If you don’t have access to the missing fonts, use the Find Font command to search for and replace missing fonts.
If the Select Substituted Fonts preferences option is selected, text formatted with missing fonts appears in pink highlighting so that you can easily identify text formatted with a missing font.
Fonts in a Document Fonts folder that is in the same location as an InDesign document are temporarily installed when the document is opened. The Package command can generate a Document Fonts folder when you want to share your document or move it to a different computer. (Before sharing any document fonts, ensure the font software license allows it.) Fonts synced from Adobe Typekit are not copied by the Package command. Read more about Typekit fonts and the Package command here.

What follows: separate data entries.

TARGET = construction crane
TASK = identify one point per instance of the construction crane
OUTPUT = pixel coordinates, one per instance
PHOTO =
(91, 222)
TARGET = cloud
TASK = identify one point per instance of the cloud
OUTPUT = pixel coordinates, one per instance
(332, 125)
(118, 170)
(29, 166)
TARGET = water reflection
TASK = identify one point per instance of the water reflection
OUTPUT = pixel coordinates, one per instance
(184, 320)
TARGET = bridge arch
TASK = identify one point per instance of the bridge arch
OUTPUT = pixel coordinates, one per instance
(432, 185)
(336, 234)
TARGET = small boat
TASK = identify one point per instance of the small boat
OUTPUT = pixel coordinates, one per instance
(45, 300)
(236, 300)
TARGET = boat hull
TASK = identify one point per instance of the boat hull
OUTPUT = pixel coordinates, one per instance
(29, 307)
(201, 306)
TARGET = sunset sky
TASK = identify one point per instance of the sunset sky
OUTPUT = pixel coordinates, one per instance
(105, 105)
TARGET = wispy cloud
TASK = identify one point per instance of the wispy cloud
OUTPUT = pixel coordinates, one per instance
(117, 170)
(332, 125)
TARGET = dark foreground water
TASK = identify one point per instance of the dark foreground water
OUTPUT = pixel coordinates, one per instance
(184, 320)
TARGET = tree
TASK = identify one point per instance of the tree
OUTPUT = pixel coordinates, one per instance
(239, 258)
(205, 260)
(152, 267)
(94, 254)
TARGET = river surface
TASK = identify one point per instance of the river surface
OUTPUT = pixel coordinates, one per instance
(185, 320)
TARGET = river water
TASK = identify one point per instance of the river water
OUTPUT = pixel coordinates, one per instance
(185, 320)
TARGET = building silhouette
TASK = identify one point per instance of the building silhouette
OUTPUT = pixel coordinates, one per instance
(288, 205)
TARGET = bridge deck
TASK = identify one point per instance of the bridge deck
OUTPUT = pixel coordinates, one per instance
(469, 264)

Fonts in the Document Fonts folder are not the same as fonts available from the standard operating system font locations. They are installed when the document is opened and supersede any font of the same PostScript name. However, they supersede only fonts within the document. Fonts installed by one document are not available to other documents. When you close the document, the fonts that were installed for the document are uninstalled. Document installed fonts are listed in a submenu of the Font menu.
Some Type1 fonts are not available in the document. In addition, Mac OS fonts are not available when running InDesign in Windows.
For a video on using document installed fonts, see Sharing files with easy access to the document fonts (video).
Multiple master fonts are customizable Type 1 fonts whose typeface characteristics are described in terms of variable design axes, such as weight, width, style, and optical size.
Some multiple master fonts include an optical size axis, which lets you use a font specifically designed for optimal readability at a particular size. Generally, the optical size for a smaller font, such as 10 point, is designed with heavier serifs and stems, wider characters, less contrast between thick and thin lines, taller x height, and looser spacing between letters than the optical size for a larger font, such as 72 point.